Ella permaneció en silencio, dándole la oportunidad de explicarse mejor.
—No soy capaz de hacer que mis pensamientos se detengan. Y eso es algo que me obsesiona.
—Profundicemos, busca un ejemplo para que yo lo entienda.
—¿Has oído hablar de la teoría de cuerdas?
—Me temo que no.
—Vale…
Dylan permaneció en silencio unos instantes, buscando la mejor manera de hacerse entender.
—Es como si mi mente fuera una cueva llena de estalactitas.
—¿Crees que tu mente es un lugar peligroso? —quiso saber Lorena.
—¡No!
—De acuerdo, ¿entonces?
—¡Vale! Imagina una lámpara de araña. Yo solía pasar los veranos en casa de mi tía Marjoret, y ella tenía una gran lámpara de cristal que se extendía por el techo de su majestuoso recibidor.
—No sé muy bien a dónde quieres ir a parar, pero continúa.
—La cuestión es que la lámpara tenía unas largas tiras compuestas por pequeños cristales en forma de lágrimas. Cada vez que alguien cerraba la puerta de la mansión, las tiras tintineaban durante un buen rato.
—Entiendo…
—Yo le prestaba mucha atención a las tiras.
—Ya lo creo. ¿Temías que las lágrimas cayeran y se rompieran?
—No. Sabía que eso no pasaría, el suelo de toda la entrada estaba cubierto por una gruesa alfombra de piel de vaca rubia.
—Entonces, ¿qué te tenía tan absorto? —preguntó la psiquiatra con auténtica curiosidad.
—¡Que era incapaz de detener el tintineo de las tiras! Como si tuvieran vida propia. Solo cuando al fin recuperaban su estática rigidez me quedaba tranquilo y podía dejar de mirarlas.

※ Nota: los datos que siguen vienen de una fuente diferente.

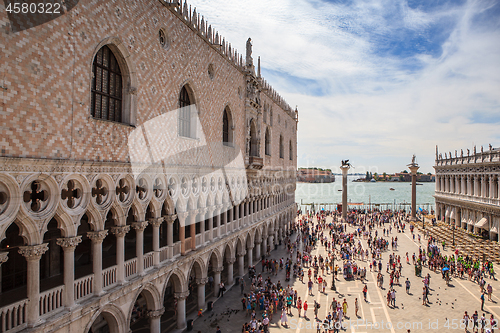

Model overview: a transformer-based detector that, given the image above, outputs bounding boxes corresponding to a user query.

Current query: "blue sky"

[190,0,500,172]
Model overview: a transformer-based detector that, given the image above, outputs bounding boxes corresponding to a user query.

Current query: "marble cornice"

[434,194,500,214]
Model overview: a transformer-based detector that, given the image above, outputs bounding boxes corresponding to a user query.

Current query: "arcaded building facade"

[0,0,298,333]
[434,145,500,241]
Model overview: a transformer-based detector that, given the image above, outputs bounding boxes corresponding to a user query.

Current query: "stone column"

[408,161,420,221]
[227,258,236,286]
[226,206,234,233]
[148,308,165,333]
[177,212,188,256]
[213,266,224,297]
[19,243,49,327]
[56,236,82,308]
[87,230,108,296]
[189,209,198,251]
[238,251,246,278]
[174,291,189,329]
[474,175,481,197]
[208,209,214,242]
[340,165,350,222]
[489,175,495,199]
[165,214,177,259]
[479,175,486,198]
[149,217,163,267]
[132,221,148,275]
[233,204,241,230]
[111,225,130,284]
[196,277,208,309]
[247,246,253,266]
[214,206,220,239]
[255,240,262,261]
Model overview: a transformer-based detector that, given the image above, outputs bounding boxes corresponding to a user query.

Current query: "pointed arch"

[249,119,259,157]
[89,37,138,125]
[264,127,271,156]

—De acuerdo. Volvamos a esa sensación de que no puedes detener tus pensamientos.
—Imagino mi mente como el gran recibidor de la tía Marjoret, y mis pensamientos cuelgan del techo como largas tiras repletas de lágrimas de cristal. Algunas son cortas y otras más largas. Hay muchas y están tan juntas que chocan entre sí. Cuando me meto en la cama e intento dormir, no puedo dejar de oír su tintineo.
—Entonces, lo que te atrapa es pensar que no puedes dejar de pensar.
—Supongo... Es como un murmullo de fondo. Y me paso las noches en vela tratando de acallarlo.
—¿Sigues tomando la medicación?
—¡Sí! —afirmó Dylan con más vehemencia de la que hubiera querido expresar.
—¿Cuánto hace que te pasa?
—Unas tres semanas, y cada vez va a peor. He venido porque ya empiezo a tener esa sensación también durante el día. Antes de ayer, con el coche, me concentré tanto en el tintineo que casi me empotro contra una farola.
—¿Tienes idea de cómo empezó?
—No…
—Está bien, ajustaremos la dosis de tu medicación y volveremos a vernos en quince días. Seguro que te sentirás mejor —afirmó Lorena.
—Si tú lo dices…
La psiquiatra se levantó, se dirigió hacia su escritorio y sacó un fajo de papeles de uno de los cajones. Dylan permaneció en silencio, observándola mientras escribía la nueva receta en el primer papel y le estampaba el sello que le daba validez. Después de que ella le entregara la hoja, se despidieron con un apretón de manos y una sonrisa cordial.
Cuando el paciente cerró la puerta tras de sí, Lorena al fin abrió la libreta que siempre llevaba encima y anotó “Paciente 139, mismos síntomas y recuerdos implantados. Tía Marjoret, la lámpara y sus lágrimas de cristal. Sensación de que no puede detener los pensamientos. Introduce una alfombra de piel de vaca rubia como novedad. Ha empezado afectación diurna. Incremento de dosis según fase 2 para ver reacción, control en 15 días. Pendiente actualizar ficha y mandar informe a TF.”